El niño que creyó en sus sueños

     En las montañas del limbo -donde los dioses custodian las tierras de los humanos- se está discutiendo una decisión corrompida por la decepción. Desde hace décadas los seres de las estrellas crearon un papiro bañado en oro y sellado por lava de dragón que manifestaba el deseo de los dioses por mantener la paz con los humanos si éstos cuidaban el mundo que ellos le habían ofrecido. El regalo más preciado que sin duda ningún antecesor habría concedido. La única norma impuesta al poderoso rey de las tierras era muy sencilla: Si eres capaz de proteger nuestro pequeño tesoro, nosotros te brindaremos de todo aquello que desees. El humilde rey aceptó sin anotar ningún pensamiento sobre su ingenua cabeza. Los años pasaron y con ellos creció su avaricia. No había tormentas que le asustara, ni injusticia que le atormentara. Su vanidad iba aumentando al igual que su fortuna. Su corazón se había vuelto de oro olvidando lo más importante de todo… Cuando se juega, gana quien se dota de inteligencia y no de riquezas. 
 
     Por la ventana de una humilde cabaña de madera, un joven de ojos negros y vista de lince, miraba el agua que caía de las nubes coléricas. El cielo durante unos pocos segundos se iluminó ante la caída de un corpulento rayo. Eldo –así es como todo el mundo en su aldea le llamaba- se tapó los oídos y cerró los ojos con muchísima intensidad. Cuando la voz de la tormenta cesó, como si de un pestañeó tratara, volvió a abrirlos. Frente a él una cara conocida le sonreía. Sus hermana Astie le estaba observando con atención.
     -¿Qué estás haciendo aquí? –quiso saber muerta de curiosidad-. ¿No deberías estar en el bosque disfrutando de la lluvia?
     -No, hoy es un día especial –contestó sonriente, Eldo.
     -¿Un día especial…?
     -Sí, he pedido un deseo.
     La hermana se puso emocionada a su lado y miró al cielo buscando algo entre las estrellas.
     -¿La veré también?
     Eldo la miró extrañado.
     ¿A qué te refieres? –preguntó con ansias de conocer su misterio.
     -Si has pedido un deseo es porque has visto una estrella fugaz… A mí también me gustaría ver una –objetó emocionada.

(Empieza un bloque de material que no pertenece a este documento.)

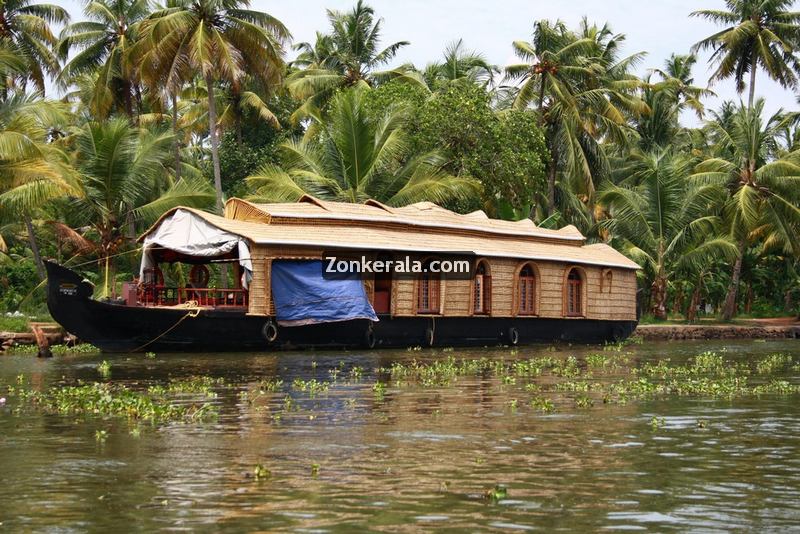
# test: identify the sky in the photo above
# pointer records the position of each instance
(658, 28)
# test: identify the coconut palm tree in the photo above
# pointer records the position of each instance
(583, 94)
(459, 64)
(103, 42)
(221, 40)
(26, 27)
(33, 172)
(677, 80)
(662, 224)
(124, 178)
(350, 54)
(757, 33)
(355, 157)
(764, 189)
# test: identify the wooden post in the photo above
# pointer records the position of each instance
(41, 341)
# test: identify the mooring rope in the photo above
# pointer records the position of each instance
(194, 311)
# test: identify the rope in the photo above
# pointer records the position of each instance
(193, 312)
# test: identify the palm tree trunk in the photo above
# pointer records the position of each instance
(729, 308)
(752, 82)
(551, 184)
(175, 133)
(128, 101)
(659, 292)
(212, 131)
(37, 257)
(691, 313)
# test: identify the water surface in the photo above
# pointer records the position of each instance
(410, 458)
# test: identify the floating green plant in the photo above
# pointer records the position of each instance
(773, 363)
(103, 399)
(313, 386)
(656, 422)
(543, 404)
(497, 493)
(191, 385)
(104, 368)
(261, 473)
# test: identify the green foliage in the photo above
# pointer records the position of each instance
(355, 157)
(17, 280)
(505, 152)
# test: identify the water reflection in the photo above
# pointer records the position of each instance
(407, 459)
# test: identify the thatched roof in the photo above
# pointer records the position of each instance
(420, 215)
(422, 227)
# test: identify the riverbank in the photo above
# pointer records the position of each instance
(776, 328)
(781, 327)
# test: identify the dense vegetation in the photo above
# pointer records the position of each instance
(196, 101)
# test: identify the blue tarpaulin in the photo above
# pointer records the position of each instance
(303, 296)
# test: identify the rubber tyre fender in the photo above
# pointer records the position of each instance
(369, 338)
(513, 336)
(270, 331)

     -No he visto ninguna estrella de esas –y la voz de un pequeño silencio se formó.
     -Entonces, ¿por qué has pedido un deseo si no has visto…?
     -Se lo he pedido a un rayo –dijo sin darle opciones a acabar su pregunta.
     Astie se aguantó una eufórica carcajada pero no tuvo fuerzas suficientes para contenerla.
     -¿De qué te ríes?
     -Ay, chiquitín. Cuánto te queda por aprender –le acarició su pelo sedoso y lo acurrucó entre sus brazos-. Te voy a explicar. Los deseos se piden a las estrellas, no a los rayos. Y nunca se sabe si se te va a cumplir, pero ¿Sabes cuándo de veras sí que se cumplen? –le miró con ojos soñadores.
     Eldo no pudo resistirse a que le contara todo aquello que tanto deseaba saber.
     -Sólo cuando una estrella con su elegante traje de perlas pasa ante tus ojos. En esas décimas de segundos, el universo es tuyo… Únicamente tuyo. Nadie te lo puede arrebatar –contó con aclamación.
     -Así que si veo una estrella pasando ante mí, con esa rapidez incalculable de emociones, ¿es cuándo debo contarle mi deseo?
     -Sí, pero siempre desde aquí –la hermana alzó su mano y le tocó la frente-. Y luego lo guardas… -finalizó formando un pequeño camino hasta su corazón.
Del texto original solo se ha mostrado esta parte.